PoC exploit for execute arbitrary code in Apple products (CVE-2023-23504) released

Security researcher Adam Doupé of ASU SEFCOM has disclosed details of a now-patched security vulnerability in Apple macOS, Apple Watch, iPhone, iPad, and iPod that an attacker could exploit to execute arbitrary code with kernel privileges.

Tracked as CVE-2023-23504, the flaw concerns a heap underwrite vulnerability in the XNU kernel. XNU is the operating system used for a number of Apple products, including Macs, iPhones, iPad, Apple Watches, Apple TVs, and so on. The flaw exists in XNU’s dlil.c (which handles network interfaces) caused by an (uint16_t) integer overflow in if.c. This can be triggered by a root user creating 65536 total network interfaces.

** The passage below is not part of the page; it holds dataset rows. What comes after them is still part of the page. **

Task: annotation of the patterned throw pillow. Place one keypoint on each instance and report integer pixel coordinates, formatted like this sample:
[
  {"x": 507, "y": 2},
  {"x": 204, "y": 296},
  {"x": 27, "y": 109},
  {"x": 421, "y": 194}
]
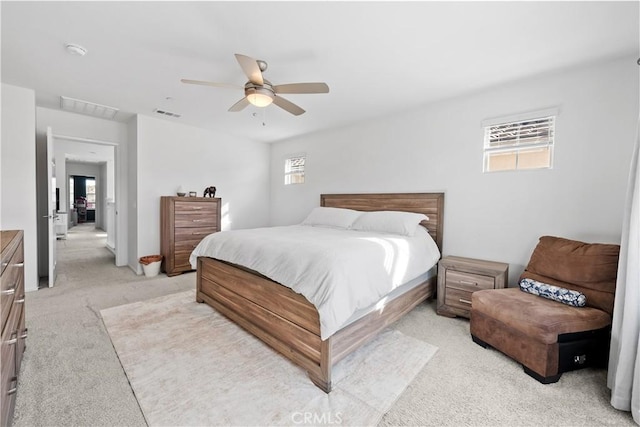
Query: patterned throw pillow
[{"x": 555, "y": 293}]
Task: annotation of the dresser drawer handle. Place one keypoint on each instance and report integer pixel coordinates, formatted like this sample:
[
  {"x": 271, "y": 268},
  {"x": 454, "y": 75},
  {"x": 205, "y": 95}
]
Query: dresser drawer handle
[
  {"x": 466, "y": 282},
  {"x": 13, "y": 390},
  {"x": 9, "y": 291}
]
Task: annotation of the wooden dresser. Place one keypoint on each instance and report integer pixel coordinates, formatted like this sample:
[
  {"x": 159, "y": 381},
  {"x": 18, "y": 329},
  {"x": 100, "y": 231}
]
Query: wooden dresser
[
  {"x": 459, "y": 277},
  {"x": 184, "y": 221},
  {"x": 14, "y": 332}
]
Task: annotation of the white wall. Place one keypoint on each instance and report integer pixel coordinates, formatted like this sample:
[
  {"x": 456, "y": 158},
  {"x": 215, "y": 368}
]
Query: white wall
[
  {"x": 495, "y": 216},
  {"x": 171, "y": 154},
  {"x": 18, "y": 173},
  {"x": 91, "y": 128},
  {"x": 95, "y": 170}
]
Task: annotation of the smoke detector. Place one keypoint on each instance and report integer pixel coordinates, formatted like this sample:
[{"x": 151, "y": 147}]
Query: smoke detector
[{"x": 75, "y": 49}]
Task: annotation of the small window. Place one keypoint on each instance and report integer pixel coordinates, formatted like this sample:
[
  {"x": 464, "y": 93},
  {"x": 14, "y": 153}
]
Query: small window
[
  {"x": 294, "y": 170},
  {"x": 91, "y": 193},
  {"x": 519, "y": 145}
]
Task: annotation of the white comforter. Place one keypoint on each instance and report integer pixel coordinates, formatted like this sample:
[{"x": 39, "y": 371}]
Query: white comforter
[{"x": 339, "y": 271}]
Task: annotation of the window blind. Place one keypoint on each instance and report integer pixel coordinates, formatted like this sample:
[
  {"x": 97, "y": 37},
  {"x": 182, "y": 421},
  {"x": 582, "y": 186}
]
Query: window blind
[{"x": 521, "y": 134}]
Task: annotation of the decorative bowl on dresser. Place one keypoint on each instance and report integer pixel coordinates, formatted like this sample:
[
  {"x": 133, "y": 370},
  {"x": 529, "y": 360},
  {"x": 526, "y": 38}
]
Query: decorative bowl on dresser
[
  {"x": 184, "y": 221},
  {"x": 459, "y": 277},
  {"x": 14, "y": 332}
]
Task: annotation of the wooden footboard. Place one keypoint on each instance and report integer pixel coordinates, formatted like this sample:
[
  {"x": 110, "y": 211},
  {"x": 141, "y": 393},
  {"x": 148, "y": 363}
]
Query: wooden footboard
[{"x": 287, "y": 321}]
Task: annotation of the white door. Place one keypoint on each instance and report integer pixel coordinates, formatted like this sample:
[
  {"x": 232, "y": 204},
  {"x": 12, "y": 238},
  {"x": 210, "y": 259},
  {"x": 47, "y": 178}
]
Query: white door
[{"x": 51, "y": 208}]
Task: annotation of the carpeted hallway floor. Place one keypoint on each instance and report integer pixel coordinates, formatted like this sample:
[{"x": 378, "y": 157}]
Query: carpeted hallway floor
[{"x": 71, "y": 375}]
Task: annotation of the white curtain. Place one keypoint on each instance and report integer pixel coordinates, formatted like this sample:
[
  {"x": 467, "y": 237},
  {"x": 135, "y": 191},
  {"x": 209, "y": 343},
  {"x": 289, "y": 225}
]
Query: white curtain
[{"x": 624, "y": 359}]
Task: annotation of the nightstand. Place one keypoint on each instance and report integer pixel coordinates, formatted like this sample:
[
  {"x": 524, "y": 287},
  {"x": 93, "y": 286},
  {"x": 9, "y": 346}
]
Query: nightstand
[{"x": 459, "y": 277}]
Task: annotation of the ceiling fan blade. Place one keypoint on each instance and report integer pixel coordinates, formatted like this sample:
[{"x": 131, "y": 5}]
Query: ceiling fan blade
[
  {"x": 204, "y": 83},
  {"x": 287, "y": 105},
  {"x": 251, "y": 69},
  {"x": 240, "y": 105},
  {"x": 302, "y": 88}
]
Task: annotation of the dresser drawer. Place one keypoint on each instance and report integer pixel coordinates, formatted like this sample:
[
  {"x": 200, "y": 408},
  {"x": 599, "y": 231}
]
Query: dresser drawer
[
  {"x": 185, "y": 221},
  {"x": 11, "y": 280},
  {"x": 184, "y": 207},
  {"x": 468, "y": 281},
  {"x": 181, "y": 261},
  {"x": 195, "y": 219},
  {"x": 459, "y": 278}
]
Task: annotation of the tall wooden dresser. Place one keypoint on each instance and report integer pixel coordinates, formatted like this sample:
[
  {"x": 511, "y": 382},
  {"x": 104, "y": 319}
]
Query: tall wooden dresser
[
  {"x": 14, "y": 332},
  {"x": 184, "y": 222}
]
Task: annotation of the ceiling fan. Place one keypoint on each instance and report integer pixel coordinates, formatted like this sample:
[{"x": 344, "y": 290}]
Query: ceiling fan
[{"x": 261, "y": 92}]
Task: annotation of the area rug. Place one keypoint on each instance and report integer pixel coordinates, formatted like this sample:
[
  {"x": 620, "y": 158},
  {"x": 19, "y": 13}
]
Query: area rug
[{"x": 190, "y": 366}]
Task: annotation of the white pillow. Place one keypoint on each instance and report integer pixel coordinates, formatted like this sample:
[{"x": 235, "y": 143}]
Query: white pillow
[
  {"x": 395, "y": 222},
  {"x": 331, "y": 217}
]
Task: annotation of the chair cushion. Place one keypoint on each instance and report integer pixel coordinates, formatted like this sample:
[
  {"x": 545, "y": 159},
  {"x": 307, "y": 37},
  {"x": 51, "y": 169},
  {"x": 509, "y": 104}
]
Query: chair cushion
[
  {"x": 538, "y": 318},
  {"x": 590, "y": 268}
]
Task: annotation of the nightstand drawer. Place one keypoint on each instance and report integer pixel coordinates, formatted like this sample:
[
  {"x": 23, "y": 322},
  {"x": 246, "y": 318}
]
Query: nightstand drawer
[
  {"x": 468, "y": 281},
  {"x": 459, "y": 278},
  {"x": 458, "y": 299}
]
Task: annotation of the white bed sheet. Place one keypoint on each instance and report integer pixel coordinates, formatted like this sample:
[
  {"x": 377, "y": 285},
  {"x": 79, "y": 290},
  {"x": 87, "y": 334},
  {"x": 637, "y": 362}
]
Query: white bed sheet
[{"x": 339, "y": 271}]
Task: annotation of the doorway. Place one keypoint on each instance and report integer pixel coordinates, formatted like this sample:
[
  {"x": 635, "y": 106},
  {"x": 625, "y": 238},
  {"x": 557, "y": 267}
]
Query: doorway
[
  {"x": 85, "y": 168},
  {"x": 82, "y": 199}
]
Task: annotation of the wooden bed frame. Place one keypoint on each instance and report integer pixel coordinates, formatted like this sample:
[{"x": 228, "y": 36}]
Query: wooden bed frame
[{"x": 286, "y": 321}]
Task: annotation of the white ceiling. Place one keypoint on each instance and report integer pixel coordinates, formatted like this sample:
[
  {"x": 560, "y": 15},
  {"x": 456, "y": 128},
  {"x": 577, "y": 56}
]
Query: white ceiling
[{"x": 378, "y": 58}]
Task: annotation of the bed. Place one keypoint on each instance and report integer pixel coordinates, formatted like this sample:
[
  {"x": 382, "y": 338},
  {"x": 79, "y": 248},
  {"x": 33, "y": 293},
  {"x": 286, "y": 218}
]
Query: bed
[{"x": 288, "y": 322}]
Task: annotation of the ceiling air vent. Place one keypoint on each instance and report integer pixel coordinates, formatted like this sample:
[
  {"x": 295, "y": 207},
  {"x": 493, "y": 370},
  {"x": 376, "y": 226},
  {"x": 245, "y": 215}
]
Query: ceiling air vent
[
  {"x": 89, "y": 108},
  {"x": 166, "y": 113}
]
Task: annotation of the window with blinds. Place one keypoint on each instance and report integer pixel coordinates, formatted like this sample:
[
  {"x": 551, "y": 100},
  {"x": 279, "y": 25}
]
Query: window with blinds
[
  {"x": 294, "y": 169},
  {"x": 518, "y": 145}
]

Apple addressed the issue as part of macOS Ventura 13.2, macOS Monterey 12.6.3, watchOS 9.3,  iOS 15.7.3 and 16.3, and iPadOS 15.7.3 and iPadOS 16.3 updates released this month with improved memory handling.

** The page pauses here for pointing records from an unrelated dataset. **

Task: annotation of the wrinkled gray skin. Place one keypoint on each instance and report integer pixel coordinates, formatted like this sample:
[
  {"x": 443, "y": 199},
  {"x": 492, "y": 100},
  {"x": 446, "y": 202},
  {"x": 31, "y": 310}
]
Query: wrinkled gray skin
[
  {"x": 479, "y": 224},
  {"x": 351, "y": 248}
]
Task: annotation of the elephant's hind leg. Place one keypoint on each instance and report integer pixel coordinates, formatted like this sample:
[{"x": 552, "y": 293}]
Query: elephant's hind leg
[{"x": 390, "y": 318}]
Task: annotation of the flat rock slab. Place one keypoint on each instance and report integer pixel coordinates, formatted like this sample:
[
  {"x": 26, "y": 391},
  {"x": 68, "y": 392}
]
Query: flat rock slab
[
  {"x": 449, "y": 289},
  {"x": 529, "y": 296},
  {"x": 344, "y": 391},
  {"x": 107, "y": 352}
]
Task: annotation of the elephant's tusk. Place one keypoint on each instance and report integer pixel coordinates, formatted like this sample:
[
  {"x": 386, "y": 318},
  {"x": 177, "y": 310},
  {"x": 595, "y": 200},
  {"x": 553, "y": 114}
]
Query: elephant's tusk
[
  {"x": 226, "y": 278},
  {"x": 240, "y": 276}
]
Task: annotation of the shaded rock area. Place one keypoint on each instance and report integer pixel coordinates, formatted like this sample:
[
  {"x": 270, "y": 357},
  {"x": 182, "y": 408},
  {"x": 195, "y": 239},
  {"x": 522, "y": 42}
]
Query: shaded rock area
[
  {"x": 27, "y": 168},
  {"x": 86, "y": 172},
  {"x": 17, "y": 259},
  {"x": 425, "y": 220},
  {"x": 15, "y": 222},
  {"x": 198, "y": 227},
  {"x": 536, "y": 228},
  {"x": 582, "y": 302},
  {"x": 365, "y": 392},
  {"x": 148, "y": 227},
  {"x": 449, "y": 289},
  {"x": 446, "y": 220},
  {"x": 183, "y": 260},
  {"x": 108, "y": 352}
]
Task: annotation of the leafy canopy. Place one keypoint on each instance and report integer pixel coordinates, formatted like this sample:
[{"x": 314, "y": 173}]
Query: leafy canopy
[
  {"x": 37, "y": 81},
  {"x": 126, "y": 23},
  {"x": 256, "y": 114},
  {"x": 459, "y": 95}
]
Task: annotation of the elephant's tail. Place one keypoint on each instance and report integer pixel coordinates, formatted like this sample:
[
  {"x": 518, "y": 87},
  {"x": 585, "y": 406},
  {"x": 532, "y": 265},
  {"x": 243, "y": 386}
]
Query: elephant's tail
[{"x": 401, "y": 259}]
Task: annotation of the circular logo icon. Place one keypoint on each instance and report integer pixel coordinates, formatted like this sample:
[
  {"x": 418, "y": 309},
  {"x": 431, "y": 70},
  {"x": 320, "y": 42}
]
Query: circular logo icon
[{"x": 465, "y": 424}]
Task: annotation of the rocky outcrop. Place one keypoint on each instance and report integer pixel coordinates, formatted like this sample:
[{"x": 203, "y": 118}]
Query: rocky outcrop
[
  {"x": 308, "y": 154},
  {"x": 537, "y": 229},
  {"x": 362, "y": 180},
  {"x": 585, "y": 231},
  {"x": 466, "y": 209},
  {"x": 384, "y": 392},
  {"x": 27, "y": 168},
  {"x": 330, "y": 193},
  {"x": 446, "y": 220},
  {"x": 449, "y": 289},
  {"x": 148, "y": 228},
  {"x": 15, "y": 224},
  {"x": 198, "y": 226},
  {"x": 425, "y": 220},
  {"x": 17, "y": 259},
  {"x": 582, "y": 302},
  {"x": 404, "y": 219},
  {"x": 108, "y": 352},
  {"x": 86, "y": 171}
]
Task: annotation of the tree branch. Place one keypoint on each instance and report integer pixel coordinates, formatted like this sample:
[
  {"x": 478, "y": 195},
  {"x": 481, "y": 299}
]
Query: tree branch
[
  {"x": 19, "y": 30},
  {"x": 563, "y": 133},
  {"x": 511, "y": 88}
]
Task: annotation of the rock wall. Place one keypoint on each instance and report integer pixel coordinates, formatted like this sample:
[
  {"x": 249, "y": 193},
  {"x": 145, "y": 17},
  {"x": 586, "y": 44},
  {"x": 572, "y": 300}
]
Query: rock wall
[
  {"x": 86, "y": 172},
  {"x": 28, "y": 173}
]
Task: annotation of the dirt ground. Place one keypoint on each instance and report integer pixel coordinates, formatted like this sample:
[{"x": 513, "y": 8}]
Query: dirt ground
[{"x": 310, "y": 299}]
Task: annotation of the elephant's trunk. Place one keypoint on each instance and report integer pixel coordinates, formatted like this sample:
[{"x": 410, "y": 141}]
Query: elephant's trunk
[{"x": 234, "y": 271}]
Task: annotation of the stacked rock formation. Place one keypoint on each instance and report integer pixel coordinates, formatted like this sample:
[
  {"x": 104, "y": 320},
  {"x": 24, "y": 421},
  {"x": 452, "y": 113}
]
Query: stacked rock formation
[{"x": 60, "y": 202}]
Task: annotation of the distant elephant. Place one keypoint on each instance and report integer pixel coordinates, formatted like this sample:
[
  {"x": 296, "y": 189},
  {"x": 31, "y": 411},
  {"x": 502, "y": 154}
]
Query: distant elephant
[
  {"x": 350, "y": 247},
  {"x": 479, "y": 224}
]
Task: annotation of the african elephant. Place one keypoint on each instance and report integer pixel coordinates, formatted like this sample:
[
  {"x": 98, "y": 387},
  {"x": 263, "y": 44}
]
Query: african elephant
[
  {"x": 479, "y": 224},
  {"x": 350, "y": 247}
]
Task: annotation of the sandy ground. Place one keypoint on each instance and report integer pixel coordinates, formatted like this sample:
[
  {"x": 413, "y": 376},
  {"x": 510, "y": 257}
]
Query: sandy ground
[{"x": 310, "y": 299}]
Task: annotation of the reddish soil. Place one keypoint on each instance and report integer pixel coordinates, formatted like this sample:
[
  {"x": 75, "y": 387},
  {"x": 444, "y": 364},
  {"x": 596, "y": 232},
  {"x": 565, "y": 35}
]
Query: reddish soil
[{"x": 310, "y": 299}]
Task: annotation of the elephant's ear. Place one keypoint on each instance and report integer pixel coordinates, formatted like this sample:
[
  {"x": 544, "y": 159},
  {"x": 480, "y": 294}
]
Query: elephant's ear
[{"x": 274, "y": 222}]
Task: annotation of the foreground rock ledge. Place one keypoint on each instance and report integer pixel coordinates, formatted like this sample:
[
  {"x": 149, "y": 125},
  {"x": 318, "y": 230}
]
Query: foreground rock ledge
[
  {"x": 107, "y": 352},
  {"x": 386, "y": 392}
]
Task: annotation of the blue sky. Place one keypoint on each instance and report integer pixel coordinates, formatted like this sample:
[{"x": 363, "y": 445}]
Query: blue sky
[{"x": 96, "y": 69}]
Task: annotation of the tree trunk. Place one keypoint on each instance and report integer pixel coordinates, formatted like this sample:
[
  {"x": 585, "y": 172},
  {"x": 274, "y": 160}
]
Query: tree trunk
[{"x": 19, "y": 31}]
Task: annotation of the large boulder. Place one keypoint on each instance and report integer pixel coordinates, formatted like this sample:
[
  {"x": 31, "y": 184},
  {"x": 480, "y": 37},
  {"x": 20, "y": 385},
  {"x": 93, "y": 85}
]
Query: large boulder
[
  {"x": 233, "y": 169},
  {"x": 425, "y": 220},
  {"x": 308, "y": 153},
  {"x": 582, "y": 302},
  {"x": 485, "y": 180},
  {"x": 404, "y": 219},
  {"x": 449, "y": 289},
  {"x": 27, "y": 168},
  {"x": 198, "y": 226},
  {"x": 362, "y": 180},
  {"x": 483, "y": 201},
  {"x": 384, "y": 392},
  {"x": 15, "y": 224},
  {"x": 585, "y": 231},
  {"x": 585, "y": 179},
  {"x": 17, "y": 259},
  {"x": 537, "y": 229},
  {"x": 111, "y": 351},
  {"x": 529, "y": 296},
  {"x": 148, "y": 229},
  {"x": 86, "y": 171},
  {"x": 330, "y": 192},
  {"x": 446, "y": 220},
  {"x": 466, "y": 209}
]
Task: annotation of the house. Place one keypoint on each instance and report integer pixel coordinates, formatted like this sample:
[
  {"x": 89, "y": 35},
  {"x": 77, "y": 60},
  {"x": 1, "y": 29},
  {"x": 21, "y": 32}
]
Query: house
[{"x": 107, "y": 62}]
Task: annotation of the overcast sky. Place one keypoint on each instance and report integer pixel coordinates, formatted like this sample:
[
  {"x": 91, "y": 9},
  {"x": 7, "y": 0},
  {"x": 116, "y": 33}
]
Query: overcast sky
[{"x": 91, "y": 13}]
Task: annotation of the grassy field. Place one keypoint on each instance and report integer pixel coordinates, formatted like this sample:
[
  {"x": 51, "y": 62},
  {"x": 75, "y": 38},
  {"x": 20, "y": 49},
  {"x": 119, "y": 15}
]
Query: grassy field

The researcher wrote on the technical details: The root cause of CVE-2023-23504 is “When an interface is created in ifnet_attach:dlil.c, if_next_index:if.c is called to create a if_index on the ifnet_t ifp:

int idx = if_next_index();



    if (idx == -1) {

        ifp->if_index = 0;

        ifnet_lock_done(ifp);

        ifnet_head_done();

        dlil_if_unlock();

        return ENOBUFS;

    }

    ifp->if_index = (uint16_t)idx; // Vulnerability

This index is cast to a uint16_t.

if_next_index creates one chunk of memory that it splits into two: ifnet_addrs and ifindex2ifnet, and the comments for if_next_index hint at the problem:

“ifnet_addrs[] is indexed by (if_index – 1), whereas ifindex2ifnet[] is indexed by ifp->if_index.”

This means that when 65536 network interfaces are created, the last interface has a ifp->if_index of 0, and then ifnet_attach will write the allocated struct ifaddr * ifa out of the bounds of ifnet_addrs:

VERIFY(ifnet_addrs[ifp->if_index - 1] == NULL);

ifnet_addrs[ifp->if_index - 1] = ifa;

In a hypothetical attack scenario, an attacker could exploit this vulnerability to execute arbitrary code with kernel privileges by using a specially-crafted application and hosting it on a server, which could then be delivered to a possible target via social engineering, and malicious ads.

Adam Doupé reported the vulnerability to the Apple security team and released proof-of-concept (PoC) code demonstrating how the issue can be exploited to crash the system.